L’auteur apporte un soin particulier à décrire le contexte des cinq
cent cinquante documents publiés, œuvres d’art, images de propagande,
instantanés de la vie quotidienne ou simples témoignages
de la production visuelle d’une époque. Entre émotion, fascination
et colère, le lecteur arpente ces quelques décennies faites d’infinis
contrastes : aux photographies émouvantes de
travailleurs formant le nouveau pouvoir succèdent de terribles
scènes de famine ; les affiches de propagande appelant à la révolte sur
un mode constructiviste alternent avec les stéréotypes
quasi religieux du travailleur et de la paysanne soviétisés ; les
expériences typographiques et graphiques évoquant l’électrification par
exemple précèdent un appauvrissement visuel
généralisé parallèle à la stalinisation des esprits.
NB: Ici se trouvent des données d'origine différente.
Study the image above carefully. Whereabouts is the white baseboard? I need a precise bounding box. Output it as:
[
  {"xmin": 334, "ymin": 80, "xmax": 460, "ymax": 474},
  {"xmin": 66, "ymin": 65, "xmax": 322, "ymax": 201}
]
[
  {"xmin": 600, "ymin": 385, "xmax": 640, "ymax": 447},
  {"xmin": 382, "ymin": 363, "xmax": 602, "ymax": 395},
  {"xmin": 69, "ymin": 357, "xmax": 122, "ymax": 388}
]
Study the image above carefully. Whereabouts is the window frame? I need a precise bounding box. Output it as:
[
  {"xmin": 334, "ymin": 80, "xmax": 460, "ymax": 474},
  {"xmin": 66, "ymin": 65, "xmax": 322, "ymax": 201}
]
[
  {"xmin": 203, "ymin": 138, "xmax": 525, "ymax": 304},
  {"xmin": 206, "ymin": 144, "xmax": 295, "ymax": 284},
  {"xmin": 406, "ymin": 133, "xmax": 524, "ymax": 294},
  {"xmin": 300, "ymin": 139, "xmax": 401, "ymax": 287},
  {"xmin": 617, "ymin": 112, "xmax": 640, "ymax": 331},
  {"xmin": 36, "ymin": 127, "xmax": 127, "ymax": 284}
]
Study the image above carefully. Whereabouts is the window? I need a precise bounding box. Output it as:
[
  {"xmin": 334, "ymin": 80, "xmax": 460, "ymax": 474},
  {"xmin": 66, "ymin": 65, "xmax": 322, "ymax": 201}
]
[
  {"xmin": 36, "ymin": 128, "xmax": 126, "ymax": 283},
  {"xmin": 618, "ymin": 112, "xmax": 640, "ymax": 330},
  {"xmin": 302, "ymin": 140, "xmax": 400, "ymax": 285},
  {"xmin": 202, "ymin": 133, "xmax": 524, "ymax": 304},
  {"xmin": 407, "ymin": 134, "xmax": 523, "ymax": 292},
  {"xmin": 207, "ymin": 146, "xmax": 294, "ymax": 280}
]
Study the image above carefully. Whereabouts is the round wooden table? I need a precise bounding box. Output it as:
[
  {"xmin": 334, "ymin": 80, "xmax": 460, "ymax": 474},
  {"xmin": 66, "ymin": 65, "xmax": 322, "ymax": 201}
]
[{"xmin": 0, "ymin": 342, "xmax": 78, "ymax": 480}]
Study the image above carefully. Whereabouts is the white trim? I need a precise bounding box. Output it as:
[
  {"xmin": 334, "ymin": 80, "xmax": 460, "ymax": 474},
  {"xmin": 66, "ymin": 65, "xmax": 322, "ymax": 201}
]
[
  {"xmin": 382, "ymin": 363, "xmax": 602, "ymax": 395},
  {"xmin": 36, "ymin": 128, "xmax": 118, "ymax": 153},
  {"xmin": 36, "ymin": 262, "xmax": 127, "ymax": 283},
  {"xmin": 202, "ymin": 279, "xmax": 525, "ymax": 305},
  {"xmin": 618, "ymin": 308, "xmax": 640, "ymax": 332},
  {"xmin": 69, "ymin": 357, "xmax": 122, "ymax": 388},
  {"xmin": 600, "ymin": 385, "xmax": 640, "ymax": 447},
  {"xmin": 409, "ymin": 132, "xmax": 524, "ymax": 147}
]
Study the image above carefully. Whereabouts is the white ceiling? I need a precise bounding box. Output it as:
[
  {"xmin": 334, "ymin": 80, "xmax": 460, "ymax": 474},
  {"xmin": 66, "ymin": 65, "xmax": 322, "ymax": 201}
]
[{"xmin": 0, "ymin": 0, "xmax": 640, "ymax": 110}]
Les images,
publiées le plus souvent en pleine page, invitent à retrouver l’intimité
d’une époque faite de ruptures sociétales inédites dans
l’histoire, à s’imprégner d’un imaginaire nourri d’héroïsation et
d’avant-garde, de dureté totalitaire ou de généreux idéal. Des images
qui traduisent indéniablement le fantastique élan de la
révolution et son reflux catastrophique.